I think it's a good thing, but do it right. Do it with your whole heart. You know, not just half. Don't just do it just to show off. It's not right. They never used to do it to show off. They did it because they believed in it.
And this is something that I know a lot of people never did truly believe. They make fun of it. It's not something to make fun of. At least, that's the way I look at it, because I would never…
I didn't just sit here on the reserve. I've been all over. I've been to Europe four times and I've been all over the States to the different reserves, different cultures.
So I'm glad to have this opportunity [to talk]. I'm thankful to be able to let somebody look at it… These are the things that I want the younger people to know, that you have to take pride in who you are and never mind what anybody says. Because it doesn't matter. Only you can do it…
The kids today, they don't know what it is to play like we played, outside. They don't play outside. They just sit in front of the TV or the computers. But they don't like to go out to explore… Everything has a purpose in life. That's the way we were taught.
We used to go for walks. And here, where I live, there is a lot of sites that are still the same as they were, oh, I'd say a hundred years ago.
And we have a chance to look at them. This is what I tell my grandchildren. 'Look at this. This is what happened.' And they look at it and they ask questions….
To talk about our religion might offend some people, like with us, it's what I believe. There's miracles where it happened, but today we're losing it because none don't put our whole hearts in it.
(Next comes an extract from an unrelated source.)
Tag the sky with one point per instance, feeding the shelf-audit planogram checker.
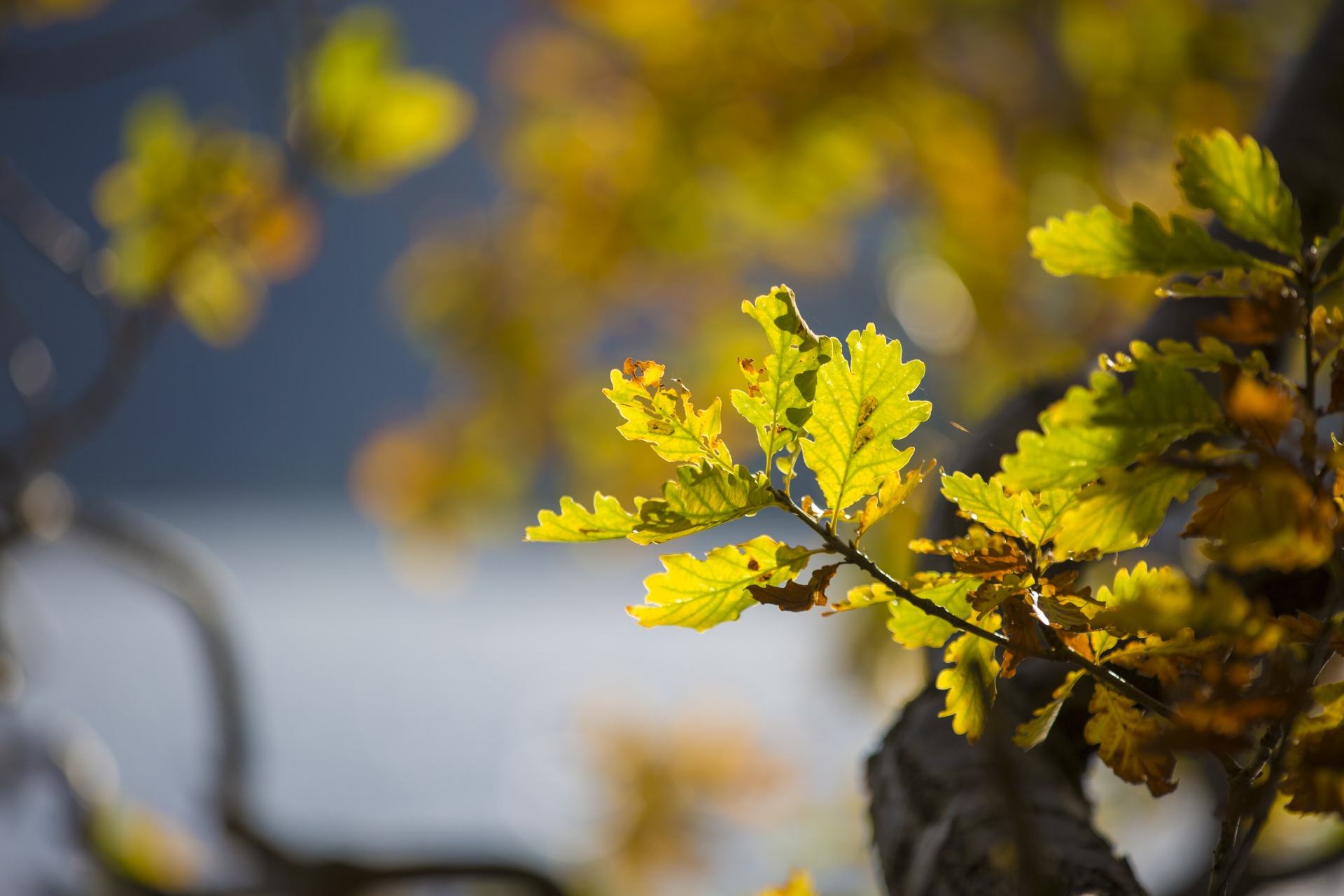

But I know there's things we're capable to do. And it does exist, because I know, and I've seen lot of things as I was growing up… our medicine men that I have seen. They weren't joking about different things. They had the power.
But today, I don't know why… maybe because people are not… their hearts are not in it. 'Cause you have to believe with your heart…
In our culture, we're supposed to love each other. We all come for the same. We are no different…
Like today's kids, if you sit down and talk with them, some of them like the stories we tell… You keep talking to them. Don't give up. Keep talking to them. You'll be surprised. They're more intelligent than what you think they are.